Donnerstag, 27. April 2017 - 11:45
Betroffen sind alle Weinbauregionen, besonders jene Rebanlagen, in denen die milde Frühjahrswitterung zu einem ein- bis zweiwöchigen früheren Austrieb der Reben geführt hat. Nach erstem Erkenntnisstand variiert der Schaden an den jungen Trieben stark, je nach Lage und Rebsorte und reicht mancherorts bis zum Totalausfall. Die Weinbauexperten vor Ort sind derzeit mit Hochdruck dabei, sich einen belastbaren Überblick zum Schadensumfang zu verschaffen. Schon heute ist sicher, dass der diesjährige Spätfrost zu erheblichen Einbußen geführt und für zahlreiche Betriebe existenzbedrohende wirtschaftliche Konse-quenzen hat.

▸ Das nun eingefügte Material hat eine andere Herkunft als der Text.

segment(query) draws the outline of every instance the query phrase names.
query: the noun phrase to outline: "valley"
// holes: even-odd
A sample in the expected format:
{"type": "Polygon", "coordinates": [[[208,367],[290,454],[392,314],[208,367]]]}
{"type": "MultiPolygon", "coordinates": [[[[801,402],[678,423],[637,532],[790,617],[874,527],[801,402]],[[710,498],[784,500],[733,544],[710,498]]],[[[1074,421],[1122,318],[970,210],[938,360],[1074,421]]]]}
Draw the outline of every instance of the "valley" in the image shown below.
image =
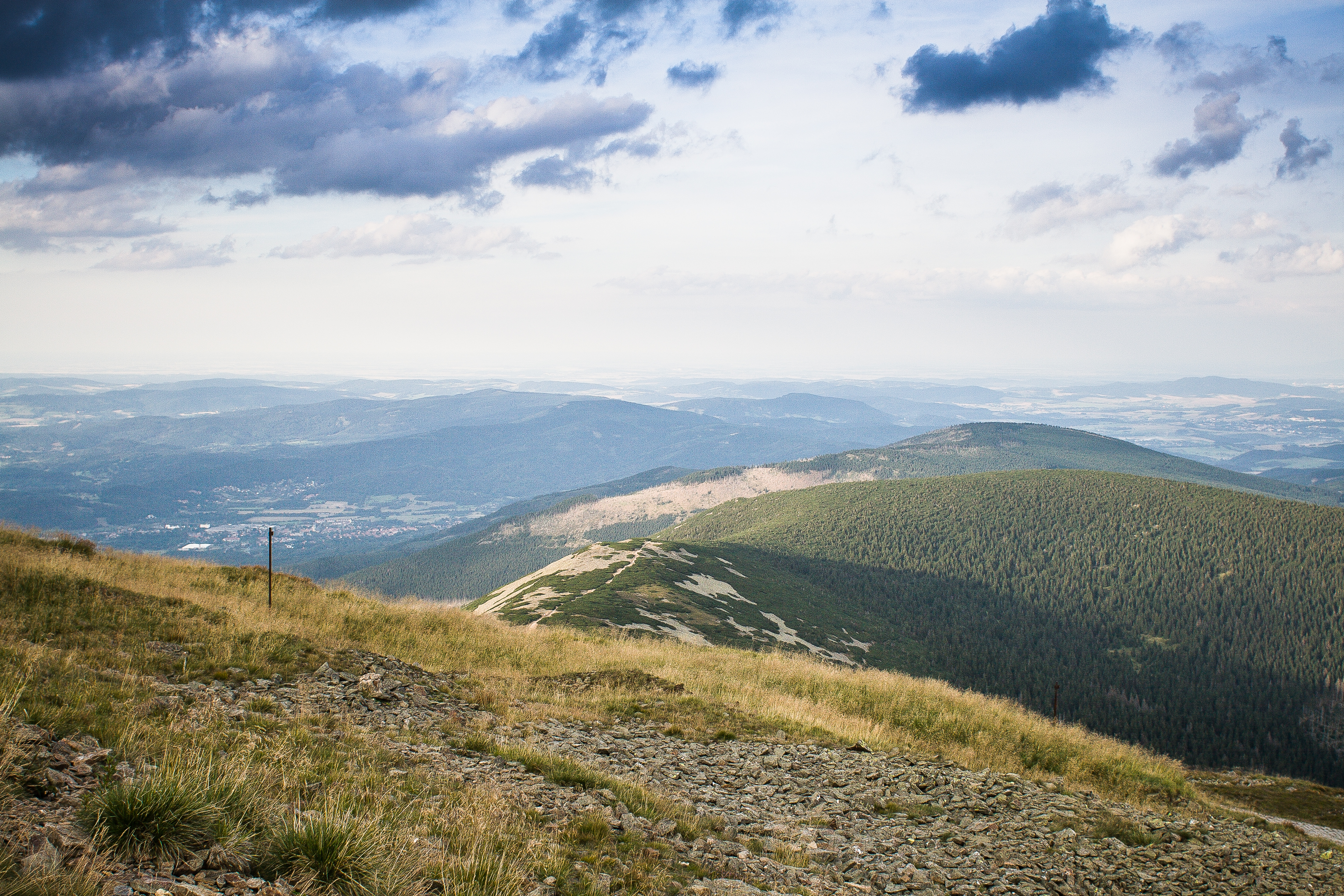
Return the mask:
{"type": "MultiPolygon", "coordinates": [[[[503,519],[485,531],[464,531],[422,551],[345,555],[296,564],[319,579],[349,583],[391,596],[472,600],[531,570],[602,540],[653,535],[689,514],[738,497],[805,489],[824,482],[962,476],[989,470],[1090,469],[1246,489],[1335,504],[1325,490],[1262,480],[1163,454],[1122,439],[1036,423],[962,423],[880,449],[855,449],[808,461],[724,467],[691,474],[629,494],[582,500],[503,519]]],[[[559,501],[559,498],[556,498],[559,501]]],[[[505,510],[500,512],[504,516],[505,510]]]]}

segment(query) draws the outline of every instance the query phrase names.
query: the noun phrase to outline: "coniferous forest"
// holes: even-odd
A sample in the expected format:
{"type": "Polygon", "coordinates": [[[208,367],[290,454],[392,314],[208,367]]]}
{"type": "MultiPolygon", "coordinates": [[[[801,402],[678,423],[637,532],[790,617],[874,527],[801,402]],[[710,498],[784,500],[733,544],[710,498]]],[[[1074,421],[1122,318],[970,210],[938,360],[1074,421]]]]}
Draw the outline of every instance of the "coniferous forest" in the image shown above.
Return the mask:
{"type": "Polygon", "coordinates": [[[800,617],[872,665],[1044,713],[1058,682],[1062,720],[1344,785],[1344,510],[1038,470],[767,494],[664,535],[802,586],[800,617]]]}

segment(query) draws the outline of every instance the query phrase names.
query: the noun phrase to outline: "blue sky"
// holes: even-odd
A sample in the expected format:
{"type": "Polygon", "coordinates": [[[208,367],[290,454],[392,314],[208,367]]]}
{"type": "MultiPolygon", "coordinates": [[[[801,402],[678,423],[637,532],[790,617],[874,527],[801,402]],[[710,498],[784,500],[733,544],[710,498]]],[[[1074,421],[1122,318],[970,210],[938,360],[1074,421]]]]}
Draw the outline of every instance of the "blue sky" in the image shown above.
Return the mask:
{"type": "Polygon", "coordinates": [[[1340,5],[0,16],[9,371],[1344,379],[1340,5]]]}

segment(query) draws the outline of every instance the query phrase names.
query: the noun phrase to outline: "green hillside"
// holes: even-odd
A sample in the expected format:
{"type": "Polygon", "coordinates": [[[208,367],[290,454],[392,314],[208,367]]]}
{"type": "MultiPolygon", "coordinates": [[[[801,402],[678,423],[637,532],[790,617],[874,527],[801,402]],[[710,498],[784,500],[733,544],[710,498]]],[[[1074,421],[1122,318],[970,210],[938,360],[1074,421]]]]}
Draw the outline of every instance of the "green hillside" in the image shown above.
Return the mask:
{"type": "MultiPolygon", "coordinates": [[[[1122,439],[1038,423],[966,423],[880,449],[824,454],[809,461],[769,465],[767,469],[800,476],[821,472],[836,477],[871,476],[879,480],[989,470],[1087,469],[1259,490],[1322,504],[1336,502],[1336,497],[1320,489],[1232,473],[1152,451],[1122,439]]],[[[745,470],[746,467],[724,467],[712,470],[711,474],[714,478],[724,480],[745,470]]],[[[706,476],[706,473],[692,474],[680,481],[695,484],[703,481],[706,476]]],[[[632,477],[630,481],[634,478],[637,477],[632,477]]],[[[659,484],[665,481],[661,478],[659,484]]],[[[801,485],[812,484],[808,481],[801,485]]],[[[595,489],[585,492],[598,496],[621,493],[595,489]]],[[[673,521],[671,516],[653,513],[625,520],[620,525],[574,531],[560,536],[528,532],[531,521],[563,512],[566,506],[569,504],[526,516],[496,519],[492,521],[496,525],[480,535],[477,532],[484,527],[465,531],[464,536],[468,537],[435,536],[438,544],[414,553],[407,545],[395,553],[337,556],[312,562],[298,566],[296,571],[319,579],[343,576],[351,584],[391,596],[415,594],[438,600],[472,600],[563,557],[583,544],[652,535],[673,521]]]]}
{"type": "Polygon", "coordinates": [[[879,480],[992,470],[1106,470],[1261,492],[1313,504],[1339,502],[1337,496],[1325,489],[1234,473],[1124,439],[1043,423],[962,423],[880,449],[823,454],[775,466],[800,472],[871,472],[879,480]]]}
{"type": "Polygon", "coordinates": [[[988,473],[730,501],[590,551],[612,559],[496,591],[500,615],[785,643],[1044,712],[1059,682],[1060,715],[1093,729],[1344,782],[1341,509],[988,473]]]}

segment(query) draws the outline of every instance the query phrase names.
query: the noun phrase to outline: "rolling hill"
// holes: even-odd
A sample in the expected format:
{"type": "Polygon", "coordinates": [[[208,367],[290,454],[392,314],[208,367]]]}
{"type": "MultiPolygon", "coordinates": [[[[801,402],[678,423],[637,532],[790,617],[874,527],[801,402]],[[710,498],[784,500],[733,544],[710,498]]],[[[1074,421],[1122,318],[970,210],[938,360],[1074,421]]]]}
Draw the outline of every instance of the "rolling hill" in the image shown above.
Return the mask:
{"type": "Polygon", "coordinates": [[[1082,470],[833,484],[597,544],[472,609],[806,650],[1202,766],[1344,782],[1344,509],[1082,470]]]}
{"type": "Polygon", "coordinates": [[[614,399],[481,390],[8,427],[0,430],[0,519],[82,531],[190,512],[214,516],[184,523],[218,527],[293,496],[360,506],[406,496],[493,510],[659,466],[761,463],[913,431],[887,419],[880,438],[868,429],[860,438],[853,427],[814,420],[742,426],[614,399]]]}
{"type": "MultiPolygon", "coordinates": [[[[722,406],[710,407],[720,410],[722,406]]],[[[574,493],[566,496],[569,502],[563,506],[530,506],[517,519],[500,520],[488,529],[472,532],[469,537],[448,539],[422,552],[398,557],[374,555],[364,560],[341,557],[300,570],[319,576],[344,575],[352,584],[392,596],[415,594],[462,602],[585,544],[653,535],[731,498],[836,481],[1060,467],[1154,476],[1282,497],[1335,501],[1333,496],[1321,490],[1223,470],[1082,430],[1036,423],[966,423],[882,449],[825,454],[809,461],[751,469],[712,470],[621,497],[578,501],[574,493]],[[363,566],[358,566],[360,563],[363,566]],[[337,568],[340,572],[328,572],[337,568]]],[[[505,508],[501,514],[507,512],[505,508]]]]}

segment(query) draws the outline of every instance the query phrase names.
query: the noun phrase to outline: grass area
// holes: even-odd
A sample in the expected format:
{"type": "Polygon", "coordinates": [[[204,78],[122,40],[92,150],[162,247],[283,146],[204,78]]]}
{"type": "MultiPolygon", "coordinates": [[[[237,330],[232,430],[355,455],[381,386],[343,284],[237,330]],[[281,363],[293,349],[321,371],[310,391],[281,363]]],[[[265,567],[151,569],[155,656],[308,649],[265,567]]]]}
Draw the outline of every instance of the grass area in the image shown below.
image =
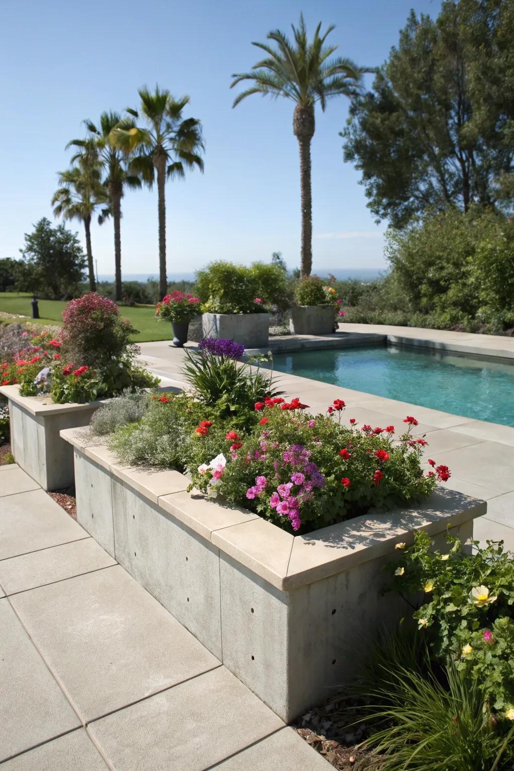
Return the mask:
{"type": "MultiPolygon", "coordinates": [[[[59,300],[39,300],[39,319],[32,319],[32,307],[30,301],[32,295],[28,292],[0,292],[0,311],[5,313],[15,313],[27,316],[35,324],[62,323],[61,313],[67,303],[59,300]]],[[[171,325],[166,322],[158,322],[155,318],[153,305],[136,305],[129,308],[124,305],[119,308],[122,316],[128,318],[133,326],[138,330],[134,335],[136,342],[147,342],[151,340],[171,340],[173,334],[171,325]]]]}

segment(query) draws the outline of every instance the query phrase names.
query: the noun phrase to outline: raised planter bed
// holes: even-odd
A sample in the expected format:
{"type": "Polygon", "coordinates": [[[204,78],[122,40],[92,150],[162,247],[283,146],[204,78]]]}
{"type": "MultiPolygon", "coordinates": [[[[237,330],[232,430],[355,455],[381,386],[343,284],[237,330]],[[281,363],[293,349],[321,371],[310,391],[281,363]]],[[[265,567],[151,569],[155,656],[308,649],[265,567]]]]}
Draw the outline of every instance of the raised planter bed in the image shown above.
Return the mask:
{"type": "Polygon", "coordinates": [[[270,334],[269,313],[204,313],[203,337],[230,338],[245,348],[265,348],[270,334]]]}
{"type": "Polygon", "coordinates": [[[120,466],[83,429],[74,448],[80,524],[240,680],[290,722],[354,675],[362,641],[406,612],[382,595],[395,544],[425,530],[464,541],[483,501],[438,488],[412,509],[293,536],[186,492],[176,471],[120,466]]]}
{"type": "Polygon", "coordinates": [[[335,329],[333,305],[295,305],[289,328],[294,335],[329,335],[335,329]]]}
{"type": "MultiPolygon", "coordinates": [[[[178,390],[161,380],[162,390],[178,390]]],[[[86,404],[54,404],[49,396],[20,396],[18,386],[2,386],[8,401],[11,449],[18,466],[43,490],[62,490],[73,484],[73,452],[61,439],[62,429],[87,426],[103,401],[86,404]]]]}

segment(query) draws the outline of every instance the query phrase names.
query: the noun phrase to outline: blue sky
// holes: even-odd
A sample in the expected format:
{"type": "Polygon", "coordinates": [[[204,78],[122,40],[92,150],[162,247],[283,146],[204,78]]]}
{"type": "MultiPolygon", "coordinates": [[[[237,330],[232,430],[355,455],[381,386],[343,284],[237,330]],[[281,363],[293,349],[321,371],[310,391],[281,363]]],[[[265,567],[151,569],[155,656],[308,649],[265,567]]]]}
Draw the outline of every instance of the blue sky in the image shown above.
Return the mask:
{"type": "MultiPolygon", "coordinates": [[[[300,193],[294,105],[251,96],[235,109],[230,76],[257,60],[251,41],[290,29],[303,10],[312,31],[334,23],[338,53],[377,65],[398,41],[411,8],[435,15],[440,0],[0,0],[2,52],[0,257],[18,256],[23,234],[52,219],[56,171],[82,121],[137,106],[137,89],[156,82],[191,97],[203,123],[205,173],[166,186],[168,271],[212,259],[249,263],[283,253],[298,264],[300,193]]],[[[369,82],[369,79],[368,79],[369,82]]],[[[312,143],[314,270],[384,268],[383,231],[366,207],[359,175],[342,160],[338,132],[348,102],[317,113],[312,143]]],[[[156,191],[123,201],[123,269],[158,270],[156,191]]],[[[83,240],[79,223],[71,224],[83,240]]],[[[92,230],[99,273],[113,272],[112,223],[92,230]]]]}

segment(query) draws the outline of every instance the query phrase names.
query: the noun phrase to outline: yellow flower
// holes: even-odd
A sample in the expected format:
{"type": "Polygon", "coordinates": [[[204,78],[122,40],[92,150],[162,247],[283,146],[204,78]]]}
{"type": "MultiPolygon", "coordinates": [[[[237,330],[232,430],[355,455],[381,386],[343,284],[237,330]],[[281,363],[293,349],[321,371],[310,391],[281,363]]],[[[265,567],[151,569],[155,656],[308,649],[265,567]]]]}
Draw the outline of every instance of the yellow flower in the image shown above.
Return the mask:
{"type": "Polygon", "coordinates": [[[486,605],[488,602],[494,602],[497,599],[497,594],[489,597],[489,590],[486,586],[474,586],[469,592],[469,602],[474,603],[479,608],[486,605]]]}

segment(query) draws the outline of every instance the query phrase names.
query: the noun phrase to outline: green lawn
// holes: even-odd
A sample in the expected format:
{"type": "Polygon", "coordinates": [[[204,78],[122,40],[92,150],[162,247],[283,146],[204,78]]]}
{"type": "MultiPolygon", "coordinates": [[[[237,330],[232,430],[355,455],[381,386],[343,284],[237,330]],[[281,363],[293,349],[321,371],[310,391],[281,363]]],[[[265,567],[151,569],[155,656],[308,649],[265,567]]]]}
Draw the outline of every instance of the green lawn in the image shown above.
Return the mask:
{"type": "MultiPolygon", "coordinates": [[[[0,292],[0,311],[5,313],[16,313],[27,316],[30,319],[32,315],[32,307],[30,301],[32,295],[20,292],[0,292]]],[[[39,300],[39,315],[41,318],[33,320],[36,324],[61,324],[61,313],[66,303],[59,300],[39,300]]],[[[173,338],[171,325],[166,322],[158,322],[155,318],[155,308],[153,305],[136,305],[135,308],[122,306],[119,308],[122,316],[128,318],[133,326],[138,330],[134,335],[137,342],[146,342],[149,340],[171,340],[173,338]]]]}

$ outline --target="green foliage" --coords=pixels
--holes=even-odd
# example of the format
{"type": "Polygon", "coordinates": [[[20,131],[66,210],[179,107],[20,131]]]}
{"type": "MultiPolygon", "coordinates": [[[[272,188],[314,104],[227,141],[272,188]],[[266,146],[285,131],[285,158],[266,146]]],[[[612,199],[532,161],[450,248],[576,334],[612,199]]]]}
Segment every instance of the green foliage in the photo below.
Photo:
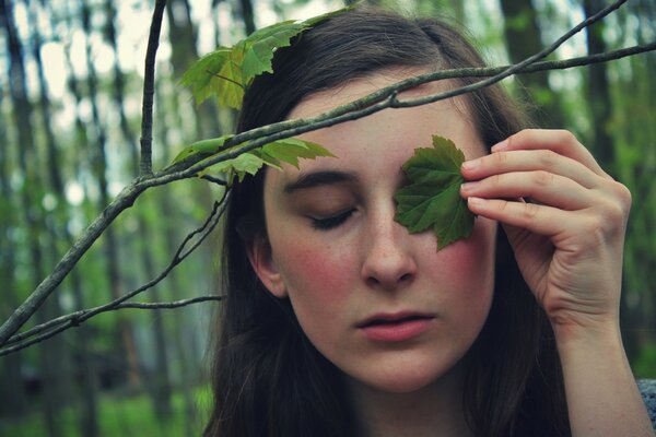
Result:
{"type": "Polygon", "coordinates": [[[345,9],[314,16],[303,22],[288,20],[254,32],[233,47],[219,47],[196,61],[180,83],[191,87],[197,104],[215,96],[219,105],[239,109],[244,92],[255,76],[272,73],[273,52],[321,21],[345,9]]]}
{"type": "MultiPolygon", "coordinates": [[[[233,135],[223,135],[210,140],[197,141],[178,153],[173,160],[173,164],[195,155],[207,155],[203,161],[213,160],[216,156],[225,155],[237,147],[247,145],[247,143],[242,143],[231,149],[221,150],[223,144],[225,144],[225,141],[232,137],[233,135]]],[[[220,161],[200,172],[198,176],[201,177],[208,174],[218,174],[225,178],[230,185],[235,176],[242,181],[246,175],[255,175],[263,165],[280,169],[282,163],[288,163],[298,168],[298,158],[314,160],[318,156],[335,157],[332,153],[317,143],[296,138],[288,138],[267,143],[251,152],[242,153],[234,158],[220,161]]]]}
{"type": "MultiPolygon", "coordinates": [[[[174,392],[172,399],[173,414],[166,422],[157,420],[150,399],[145,394],[138,397],[117,397],[105,394],[98,405],[98,427],[101,436],[140,436],[174,437],[186,435],[191,428],[200,435],[207,423],[210,405],[210,392],[207,386],[192,389],[192,397],[198,417],[189,417],[183,393],[174,392]]],[[[80,414],[82,409],[67,405],[59,412],[57,421],[65,436],[80,435],[80,414]]],[[[40,437],[47,435],[46,425],[37,409],[34,412],[14,420],[0,418],[0,435],[40,437]]]]}
{"type": "Polygon", "coordinates": [[[433,149],[415,149],[403,164],[410,184],[395,194],[397,222],[412,234],[431,228],[438,250],[468,237],[473,227],[475,215],[459,193],[464,161],[453,141],[433,135],[433,149]]]}

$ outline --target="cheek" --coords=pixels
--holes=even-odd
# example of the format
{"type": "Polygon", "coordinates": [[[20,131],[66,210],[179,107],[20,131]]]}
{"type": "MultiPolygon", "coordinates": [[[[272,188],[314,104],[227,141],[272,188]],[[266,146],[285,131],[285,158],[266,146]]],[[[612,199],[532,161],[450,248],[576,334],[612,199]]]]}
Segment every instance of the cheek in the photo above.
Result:
{"type": "Polygon", "coordinates": [[[345,250],[297,234],[286,238],[284,245],[274,243],[273,248],[281,248],[273,250],[274,262],[292,302],[305,305],[315,302],[320,307],[335,304],[348,293],[354,262],[345,250]]]}
{"type": "MultiPolygon", "coordinates": [[[[453,315],[462,323],[480,327],[488,317],[494,290],[494,223],[478,218],[472,235],[443,249],[443,281],[449,282],[447,298],[453,315]]],[[[435,280],[438,280],[436,277],[435,280]]]]}

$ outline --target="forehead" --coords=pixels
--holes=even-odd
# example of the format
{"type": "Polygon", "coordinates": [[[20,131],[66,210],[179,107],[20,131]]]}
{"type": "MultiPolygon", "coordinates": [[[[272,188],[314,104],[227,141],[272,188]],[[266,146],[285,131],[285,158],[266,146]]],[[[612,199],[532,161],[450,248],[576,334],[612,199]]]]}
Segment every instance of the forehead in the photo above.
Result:
{"type": "MultiPolygon", "coordinates": [[[[294,107],[289,118],[317,116],[422,72],[425,71],[385,70],[333,90],[312,94],[294,107]]],[[[402,92],[398,98],[403,101],[435,94],[447,90],[447,86],[448,83],[433,82],[402,92]]],[[[384,109],[364,118],[304,133],[300,138],[324,145],[338,158],[301,160],[301,172],[338,169],[389,177],[400,174],[401,165],[412,156],[415,147],[430,147],[433,134],[453,140],[468,158],[485,153],[466,101],[448,99],[411,108],[384,109]]],[[[273,179],[284,181],[296,177],[298,170],[285,166],[282,174],[278,174],[273,179]]]]}

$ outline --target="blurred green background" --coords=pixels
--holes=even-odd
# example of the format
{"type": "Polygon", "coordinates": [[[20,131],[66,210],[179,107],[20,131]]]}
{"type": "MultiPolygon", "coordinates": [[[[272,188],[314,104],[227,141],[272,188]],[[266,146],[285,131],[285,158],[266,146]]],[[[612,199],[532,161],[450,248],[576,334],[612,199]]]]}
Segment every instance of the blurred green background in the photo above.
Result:
{"type": "MultiPolygon", "coordinates": [[[[540,50],[598,0],[371,0],[446,15],[491,64],[540,50]]],[[[348,1],[347,1],[348,3],[348,1]]],[[[232,131],[235,114],[196,107],[181,73],[218,45],[339,0],[169,0],[156,64],[154,163],[232,131]]],[[[154,1],[0,0],[0,319],[54,268],[137,174],[143,59],[154,1]]],[[[656,2],[633,0],[569,40],[564,59],[656,40],[656,2]]],[[[505,82],[543,127],[573,130],[633,193],[622,327],[637,377],[656,378],[656,52],[505,82]]],[[[221,196],[200,180],[148,191],[84,256],[26,328],[101,305],[155,277],[221,196]]],[[[218,233],[216,233],[218,234],[218,233]]],[[[139,302],[221,294],[212,235],[139,302]]],[[[218,303],[124,309],[0,356],[2,436],[199,435],[218,303]]]]}

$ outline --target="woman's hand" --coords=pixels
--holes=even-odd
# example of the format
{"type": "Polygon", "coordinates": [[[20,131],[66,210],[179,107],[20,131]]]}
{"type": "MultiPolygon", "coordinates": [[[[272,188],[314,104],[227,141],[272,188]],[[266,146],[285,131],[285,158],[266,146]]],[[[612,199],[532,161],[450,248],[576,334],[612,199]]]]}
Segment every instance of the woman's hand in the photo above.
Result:
{"type": "Polygon", "coordinates": [[[504,225],[554,330],[619,329],[629,190],[567,131],[524,130],[492,152],[462,165],[461,194],[504,225]]]}
{"type": "Polygon", "coordinates": [[[572,435],[653,437],[619,329],[629,190],[565,131],[522,131],[461,172],[551,320],[572,435]]]}

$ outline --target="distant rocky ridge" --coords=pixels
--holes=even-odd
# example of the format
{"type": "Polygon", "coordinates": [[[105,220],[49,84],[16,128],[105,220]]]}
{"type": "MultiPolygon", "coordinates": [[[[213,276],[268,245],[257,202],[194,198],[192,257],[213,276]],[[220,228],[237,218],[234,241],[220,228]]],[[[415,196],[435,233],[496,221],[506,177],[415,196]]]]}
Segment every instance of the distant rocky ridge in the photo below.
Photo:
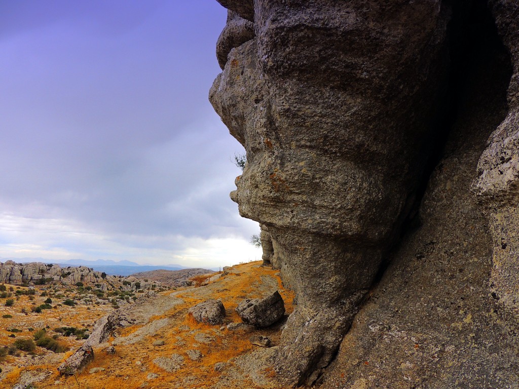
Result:
{"type": "Polygon", "coordinates": [[[41,262],[17,263],[12,260],[0,262],[0,283],[30,285],[42,282],[75,285],[78,282],[99,285],[103,290],[113,288],[124,290],[148,289],[160,285],[157,281],[145,281],[135,277],[122,277],[108,275],[86,266],[62,267],[41,262]]]}
{"type": "Polygon", "coordinates": [[[197,268],[181,270],[152,270],[134,273],[131,276],[154,281],[172,286],[187,286],[191,285],[189,279],[196,275],[207,274],[209,276],[214,273],[213,270],[197,268]]]}

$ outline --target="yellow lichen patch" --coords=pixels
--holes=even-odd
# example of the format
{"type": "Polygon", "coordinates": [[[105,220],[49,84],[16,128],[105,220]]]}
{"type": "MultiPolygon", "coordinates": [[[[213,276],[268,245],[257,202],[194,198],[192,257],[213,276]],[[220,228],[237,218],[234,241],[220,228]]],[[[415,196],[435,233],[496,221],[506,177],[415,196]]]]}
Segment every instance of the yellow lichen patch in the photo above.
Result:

Der Deutsche Weinbauverband hat das Thema „Frostschaden 2017 im Weinbau“ angesichts der aktuellen Ereignisse kurzfristig und prioritär in seiner gestrigen Vorstandssitzung erörtert und dazu nachfolgenden ersten Standpunkt gefasst:
• Für einen Überblick zum Schadensumfang wird in den einzelnen Gebieten jetzt an der Erfassung belastbarer Daten gearbeitet.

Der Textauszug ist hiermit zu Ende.